Author: Jessi Kirby
Publisher: Simon & Schuster
Pub. Date: 5.3.2011
Genre: Contemporary YA
Keywords: Death, Single Father, Grief, Moving, Ocean, Suicide
Description (from Goodreads):
I read once that water is a symbol for emotions. And for a while now, I’ve thought maybe my mother drowned in both.
Anna’s life is upended when her father accepts a job transfer the summer before her junior year. It’s bad enough that she has to leave her friends and her life behind, but her dad is moving them to the beach where her parents first met and fell in love- a place awash in memories that Anna would just as soon leave under the surface.

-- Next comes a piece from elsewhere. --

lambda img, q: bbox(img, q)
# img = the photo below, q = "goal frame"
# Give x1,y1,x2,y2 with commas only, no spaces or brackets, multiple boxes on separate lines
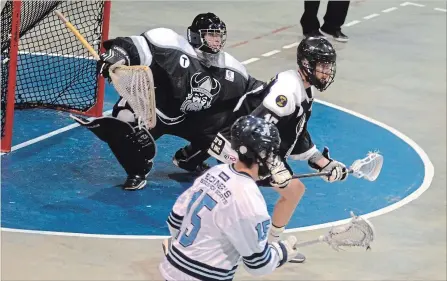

While life on the beach is pretty great, with ocean views and one adorable lifeguard in particular, there are also family secrets that were buried along the shore years ago. And the ebb and flow of the ocean’s tide means that nothing- not the sea glass that she collects on the sand and not the truths behind Anna’s mother’s death- stays buried forever.
I’ve come to find that discovering new contemporary YA authors to love is becoming a consuming hobby, but it’s so worth it when I find an author like Jessi Kirby and a book like MOONGLASS.
I’m not the biggest fan of MOONGLASS’ cover, but the blurb by Sarah Dessen intrigued me. Dessen has been one of my favorite authors since junior high I always take a look at books that are rumored to be similar to her style… Kirby’s debut is reminiscent of Dessen’s novels, but is definitely it’s own novel. I found that the feelings explored in MOONGLASS are very much like what one would find in a Dessen novel, but Kirby adds her own flavor and flair to her writing that makes it very much her own.
I wasn’t positive I’d be Anna’s biggest fan. She’s kind of… perfect. She has a gorgeous beach body, great hair without having to try, and an engaging personality … and she’s completely aware of it. Luckily, Anna only goes out and displays her assets a couple times before she has her guy pretty well hooked, so the reader is able to overlook her lack of flaws. I’m not proposing that she should have a huge defect, but a little imperfection is generally a good thing.
Anna’s relationship with her father was, in my opinion, the most notable aspect of this novel. I liked that there wasn’t a new woman coming between Anna and her father, but rather the memory of Anna’s mother and the ghostly remains of her suicide.
I highly recommend Kirby’s MOONGLASS and I can guarantee I’ll be reading her sophomore novel!